The Eisenstein series $\mathbb{G}_2$ is given by $$\mathbb{G}_2(z) = -\frac{1}{24} + \sum_{n=1}^\infty \sigma_1(n) q^n$$ with $q=e^{2\pi i z}$ and $$\sigma_1(n):=\sum_{d\mid n} d$$ for $n\in\mathbb N$. That's why some authors define $\sigma_1(0):=-\frac{1}{24}$, since then $\mathbb{G}_2(z)$ reads as $$\mathbb{G}_2(z) = \sum_{n=0}^\infty \sigma_1(n) q^n.$$
As you may already know the sum of all natural numbers is $-\frac{1}{12}$.

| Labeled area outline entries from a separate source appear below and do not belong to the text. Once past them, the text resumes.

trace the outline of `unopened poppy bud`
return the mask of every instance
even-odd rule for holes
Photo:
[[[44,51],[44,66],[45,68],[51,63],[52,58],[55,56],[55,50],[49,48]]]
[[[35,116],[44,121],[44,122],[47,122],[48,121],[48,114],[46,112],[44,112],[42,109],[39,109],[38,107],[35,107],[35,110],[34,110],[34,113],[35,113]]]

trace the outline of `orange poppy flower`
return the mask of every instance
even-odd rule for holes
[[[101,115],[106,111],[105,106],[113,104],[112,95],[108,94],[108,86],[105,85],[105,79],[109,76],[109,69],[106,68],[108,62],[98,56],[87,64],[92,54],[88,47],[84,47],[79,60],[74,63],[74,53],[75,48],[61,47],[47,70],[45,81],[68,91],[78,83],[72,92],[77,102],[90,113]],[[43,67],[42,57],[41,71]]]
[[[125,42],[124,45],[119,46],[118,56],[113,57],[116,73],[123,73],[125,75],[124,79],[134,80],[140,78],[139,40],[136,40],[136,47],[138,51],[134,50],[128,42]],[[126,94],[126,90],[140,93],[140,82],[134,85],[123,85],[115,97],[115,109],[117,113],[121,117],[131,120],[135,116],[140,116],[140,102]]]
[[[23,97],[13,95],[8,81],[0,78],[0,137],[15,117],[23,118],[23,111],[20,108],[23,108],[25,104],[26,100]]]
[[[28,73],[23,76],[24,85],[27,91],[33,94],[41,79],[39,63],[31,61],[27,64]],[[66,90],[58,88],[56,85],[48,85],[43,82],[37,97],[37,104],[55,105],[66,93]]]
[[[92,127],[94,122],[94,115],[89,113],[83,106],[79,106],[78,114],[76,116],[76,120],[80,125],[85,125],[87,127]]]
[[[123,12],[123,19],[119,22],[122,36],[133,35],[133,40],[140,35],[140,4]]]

If we apply our definition of $\sigma_1(n)$ to $n=0$ we get $$\sigma_1(0)=\sum_{d\mid 0} d = \sum_{d=1}^\infty d=-\frac{1}{12}.$$ So in this case the definition of $\sum_{d=1}^\infty d=-\frac{1}{12}$ is inappropriate by a factor of two (we'd rather have $-\frac{1}{24}$ here).
In math I'm used to the principle that everything goes well together. Here it doesn't. Do you have explanations for that? Can this issue be fixed somehow?
Here's the result I came up with. We re-define $\sigma_1(n)$ as: $$\sigma_1(n) := \frac{1}{2}\sum_{d|n}d+\frac{n}{d}$$ Note that this definition preserves the original function since $\frac{n}{d}$ is another divisor and we compensate for adding each divisor twice by dividing the result by 2. Now, evaluating for 0 gives: $$\sigma_1(0) = \frac{1}{2}\sum_{d|0} d+\frac{0}{d} = \frac{1}{2}\sum_{d=1}^{\infty}d = -\frac{1}{24}$$ For being in a situation where rigour is practically impossible, I think this works out alright and it does offer pleasant results. I hope you find it satisfactory.